Factor Four: No prejudice to the defendant
[29] The onus is on the plaintiff to rebut the presumption of prejudice in this case. If the plaintiff succeeds in doing so, the defendants may then demonstrate actual prejudice.
[30] The action arises from publications that were disseminated by the defendants in 2011. Discoveries have been completed. The cbc.ca online article is available and the plaintiff ordered a copy of the transcript of the National story and its update.

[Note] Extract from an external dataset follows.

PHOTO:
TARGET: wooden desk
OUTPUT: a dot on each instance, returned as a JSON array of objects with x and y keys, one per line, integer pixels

[31] CBC advised that it is now unable to locate one potential witness. The witness has been known to the defendants since their investigation of this story in 2011, so it is clear that at one point the defendants had the witness’ contact information. It was admitted that the defendants only recently started looking for this witness. If CBC had not located this witness by 31 December 2016, it is not likely that the intervening 27 days until the action was set down for trial or the 48 days until the dismissal order was issued was the factor that made the witness impossible to find. The prejudice must arise from the delay. This is not to shift responsibility for moving the action forward onto the defendants but the defendants do have some responsibility for locating witnesses during the currency of the action to preserve needed evidence (Kwik Snaks Ltd. v. Chepil 2017 ONSC 2921 at paragraph 31). I do not agree with the defendants’ position that it would have been premature for them to attempt to contact the witness or obtain a witness statement before the matter was set down for trial. Similarly, while the defendants argue that certain important documents are in the hands of third parties, it was open to them to obtain an order for production from those non-parties.

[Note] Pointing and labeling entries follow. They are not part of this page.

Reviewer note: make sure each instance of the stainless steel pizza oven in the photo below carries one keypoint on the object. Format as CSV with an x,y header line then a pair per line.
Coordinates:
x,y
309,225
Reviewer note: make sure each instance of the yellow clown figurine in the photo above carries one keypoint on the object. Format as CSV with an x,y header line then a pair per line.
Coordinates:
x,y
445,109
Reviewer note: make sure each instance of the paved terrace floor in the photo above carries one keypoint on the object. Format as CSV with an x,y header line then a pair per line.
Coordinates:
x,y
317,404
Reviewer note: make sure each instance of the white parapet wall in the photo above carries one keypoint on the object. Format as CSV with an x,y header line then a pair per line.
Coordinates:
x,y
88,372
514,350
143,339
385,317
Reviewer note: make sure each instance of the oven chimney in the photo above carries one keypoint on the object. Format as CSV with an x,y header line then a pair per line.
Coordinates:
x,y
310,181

[32] Again, while I accept that the plaintiff must account for the delay throughout the period, not simply from a prior status hearing (1196158 Ontario Inc. v. 6274013 Canada Limited et al 2012 ONCA 544 at paragraph 25), had the plaintiff set the action down for trial 28 days earlier, the defendants could not have been heard to complain about prejudice or faded memories, even though the action has taken some time to get to trial.
Conclusion
[33] In conclusion, I note the dicta of Sharpe, J.A. in Marché D’Alimentation Denis Thériault Ltée v. Giant Tiger Stores Ltd. 2007 ONCA 695, as follows:
“Expeditious justice must be balanced with the public interest in having disputes determined on their merits. Where, despite the delay, the defendant would not be unfairly prejudiced should the matter proceed for resolution on the merits, according the plaintiff an indulgence is generally favoured.”
[34] I am satisfied that the plaintiff has provided some explanation for the delay, that his failure to set the action down by 1 January 2017 was inadvertent and that he moved expeditiously when he was told his action had been dismissed even after he had filed his trial record. I am also satisfied that the plaintiff has rebutted any implied prejudice and the defendants have not demonstrated actual prejudice connected to the delay. Taking a contextual approach and weighing all the factors, I find that the most just result is to set aside the registrar’s order dismissing the action for delay and restoring the matter to the trial list.

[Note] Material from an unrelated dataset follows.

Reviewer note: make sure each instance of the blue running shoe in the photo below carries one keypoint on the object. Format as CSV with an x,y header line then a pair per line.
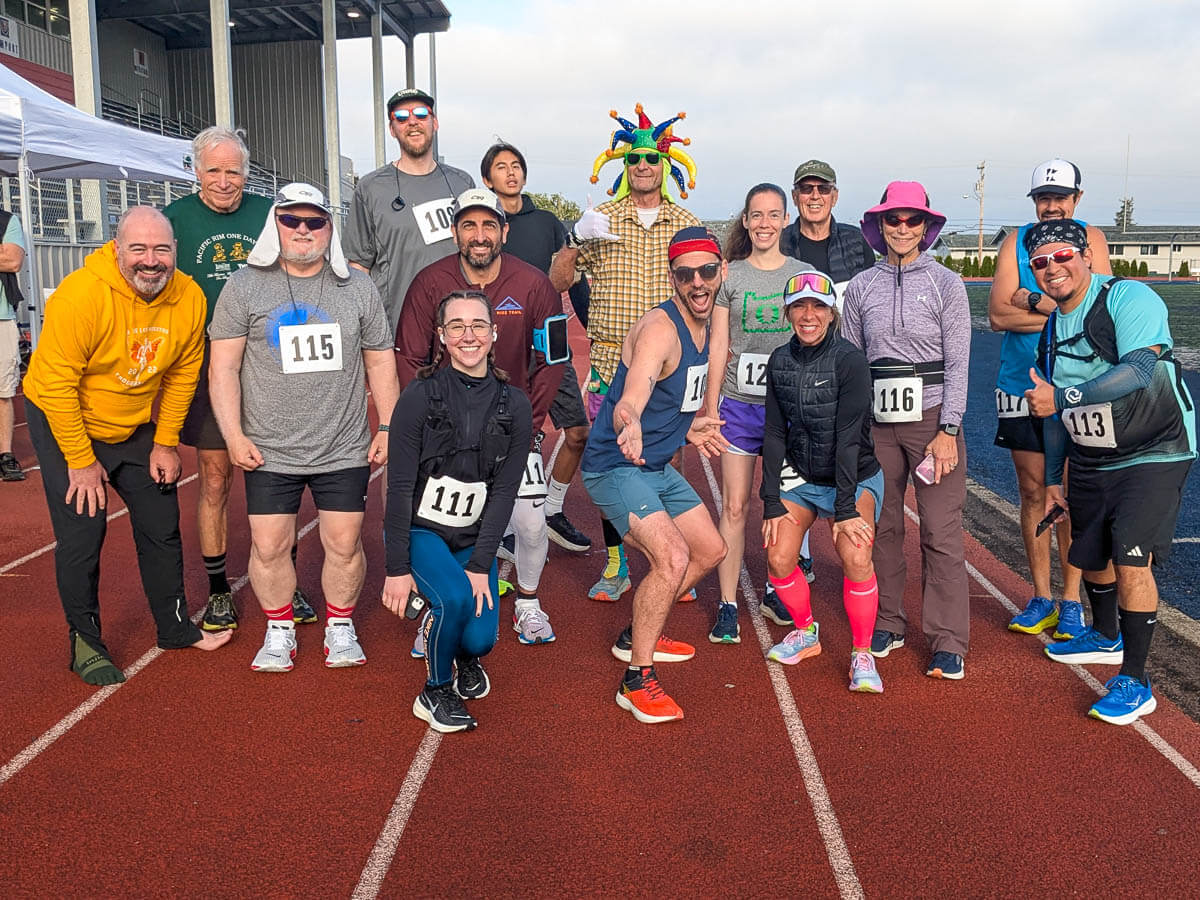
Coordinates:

[35] While I am prepared to grant the plaintiff this indulgence, it comes at a cost. The plaintiff has sought and obtained a discretionary order of this court and the defendants are entitled, in this instance, to their costs of responding to this request (Mollicone v. Town of Caledon 2011 ONSC 883 at paragraphs 12 and 15). While they each have incurred partial indemnity costs in excess of $11,000 (which I find to have been reasonable), they have each requested costs of $4,000.
[36] The order dismissing the action for delay is hereby set aside. The plaintiff shall pay each of the defendants costs in the amount of $4,000 within 45 days of this order.